Phenotypic variance, usually combines the genotype variance with the environmental variance. Genetic variance has three major components: the additive genetic variance, dominance variance, and epistatic variance.

Additive genetic variance involves the inheritance of a particular allele from your parent and this allele's independent effect on the specific phenotype, which will cause the phenotype deviation from the mean phenotype. Dominance genetic variance refers to the phenotype deviation caused by the interactions between alternative alleles that control one trait at one specific locus. Epistatic variance involves an interaction between different alleles in different loci.

== Heritability ==

Heritability refers to how much of the phenotypic variance is due to variance in genetic factors. Usually after we know the total amount of genetic variance that is responsible for a trait, we can calculate the trait heritability. Heritability can be used as an important predictor to evaluate if a population can respond to artificial or natural selection.

Broad-sense heritability, H^{2} = V_{G}/V_{P}, Involves the proportion of phenotypic variation due to the effects of additive, dominance, and epistatic variance. Narrow-sense heritability, h^{2} = V_{A}/V_{P}, refers to the proportion of phenotypic variation that is due to additive genetic values (V_{A}).

== Quantitive formula ==
The phenotypic variance (V_{P}) in a population is influenced by genetic variance (V_{G}) and environmental sources (V_{E})

V_{P} = V_{G} + V_{E}

The total amount of genetic variance can be divided into several groups, including additive variance (V_{A}), dominance variance (V_{D}), and epistatic variance (V_{I}).

V_{G} = V_{A} + V_{D} + V_{I}

== Measuring method ==
1. Traditionally, using pedigree data in humans, plants, and livestock species to estimate additive genetic variance.

2. Using a single-nucleotide polymorphisms (SNP) regression method to quantify the contribution of additive, dominance, and imprinting variance to the total genetic variance.

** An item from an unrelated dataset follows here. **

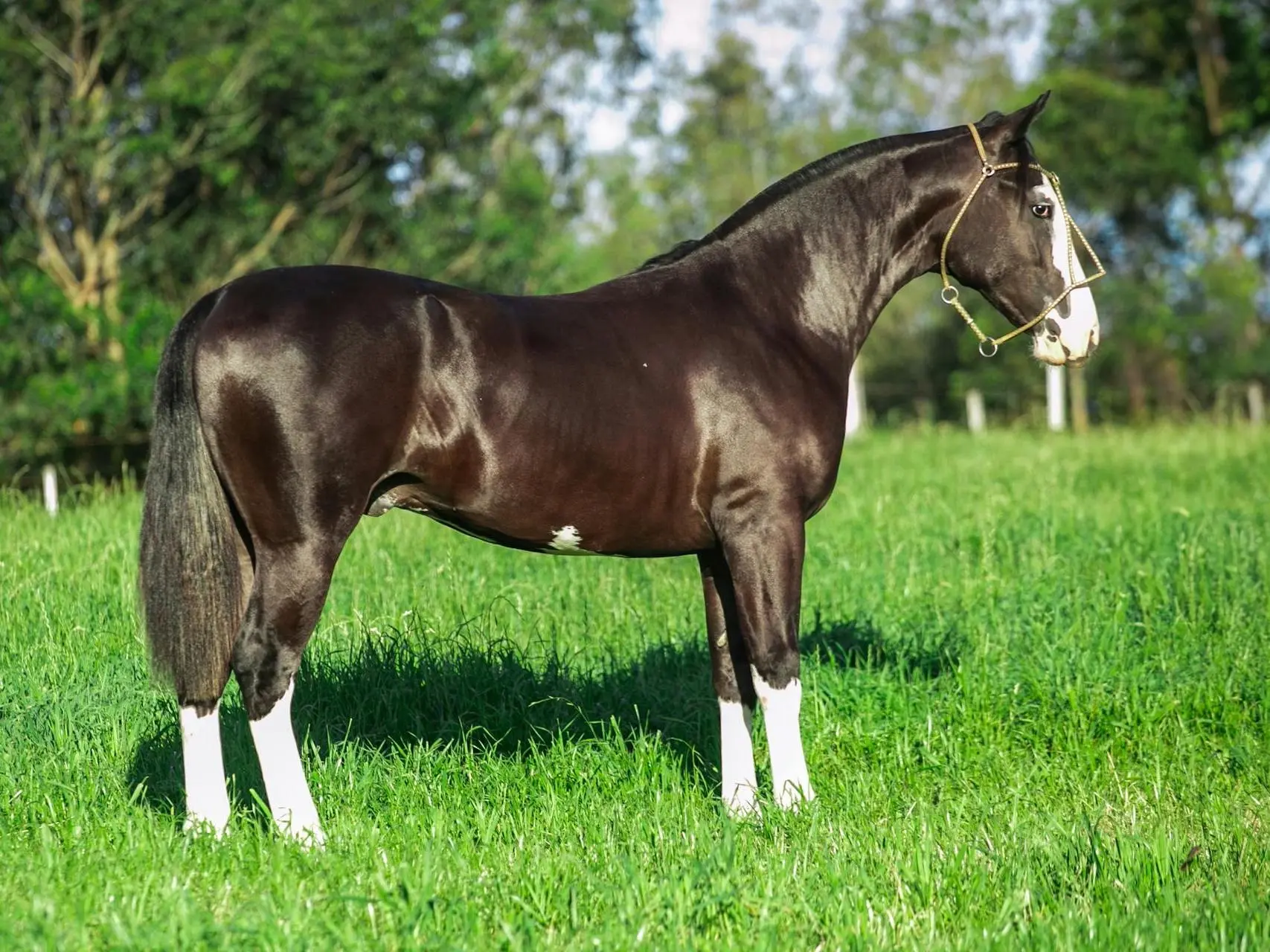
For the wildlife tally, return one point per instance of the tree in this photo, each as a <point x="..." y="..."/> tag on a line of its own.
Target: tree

3. Genetic variance–covariance (G) matrices conveniently summarize the genetic relationships among a suite of traits and are a central parameter in the determination of the multivariate response to selection.

== Research examples ==
1. The distribution of genetic variance across phenotypic space and the response to selection.

Understand how empirical spectral distribution of G predicts the response to selection across phenotypic space. In particular, trait combinations that form a nearly null genetic subspace with little genetic variance respond only inconsistently to selection. They set out a framework for understanding how the empirical spectral distribution of G may differ from the random expectations that have been developed under random matrix theory (RMT). Using a data set containing a large number of gene expression traits.

2. Comparing estimates of genetic variance across different relationship models.

In this research, the researchers use the different relationship models to compare estimates of genetic variance components and the heritability. However, different models may give different estimates of genetic variances. They found that expected genetic variances usually equals the estimated variance times a statistic, Dk, and for the most typical models of relationships, Dk is close to 1, which means most of these models can be used to estimate the genetic variance.

3. Estimation of Additive, Dominance, and Imprinting Genetic Variance Using Genomic Data

The development of single-nucleotide polymorphisms (SNPs) mapping helps to explore the genetic variation of complex traits at individual loci. Researchers can quantify the contribution of additive, dominance, and imprinting variance to the total genetic variance by using a SNP regression method.